Thorpe
- Full name: Thorpe Football Club
- Nickname: the Villagers
- Founded: 1882
- Dissolved: 1893
- Ground: School Lane
- Secretary: W. S. Barker
| to 1888 colours | from 1888 colours |

= Thorpe F.C. =

Thorpe F.C. was a football club from Thorpe Hamlet in Norwich, active in the 19th century.

==History==

The club was founded in 1882.

In 1887, Thorpe gained the services of Walter Hansell, who had won the FA Cup with the Old Carthusians in 1881, who promptly became captain, and scored 20 goals in his first season with the club, in which it reached the Norfolk Senior Cup final for the first time. Thorpe however lost the final to Wymondham Town. The club reached the final again in 1890, but again lost, this time to Lynn Town, hindered by an injury to Rix early in the game.

Thorpe entered the FA Cup for the first time in 1889–90, by which time qualifying rounds had been introduced. The club's first fixture was at Old Harrovians, which meant a chance to play on the Kennington Oval, and Thorpe's 4–2 win was the first for any Norfolk club in the national competition. In the second qualifying round, the club was drawn at home to Royal Arsenal, and the game ended 2–2, despite the sides playing an extra 30 minutes. The draw caused problems for Thorpe; with two players injured and a clashing Norfolk Senior Cup tie, Thorpe ceded the tie. Thorpe had put in a protest that one Arsenal goal came from a corner in which the corner post had been removed but withdrew it for the sake of sportsmanship.

The win over the Harrovians was Thorpe's only win in the competition; its last entry to the Cup was in 1892–93, and the club seemingly disbanded in November 1892, in part because Hansell's work took him to Mexico, when scratching to South Yarmouth in the Norfolk Cup. However the club managed to keep going until 1894–95, the last recorded match of any note being a 4–2 defeat at Norwich C.E.Y.M.S. in the first round of the Senior Cup.

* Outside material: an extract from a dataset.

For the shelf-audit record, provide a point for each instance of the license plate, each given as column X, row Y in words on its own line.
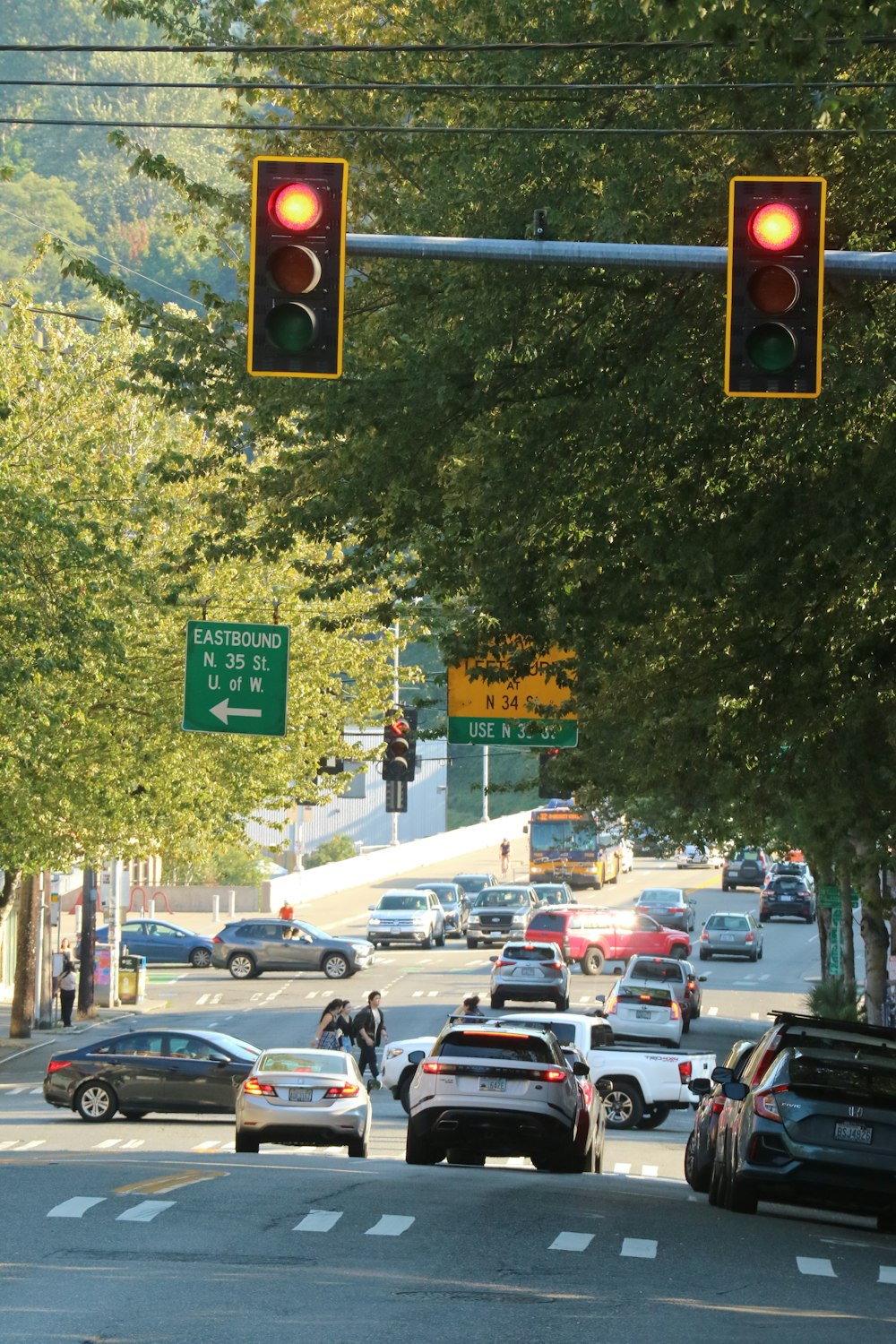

The club disbanded at the end of the season, with locals attempt to revive the club in August solely with Thorpe Village men. Thorpe's players, including captain G. M. Wright, had joined Norwich C.E.Y.M.S.

==Colours==

The club originally played in navy blue. In 1887 the club changed to cardinal and grey.

==Ground==

The club first played at Thunder Lane on the outskirts of Norwich. In 1888 it moved to School Lane. The club's Cup tie with Arsenal was played at the Lakenham cricket ground.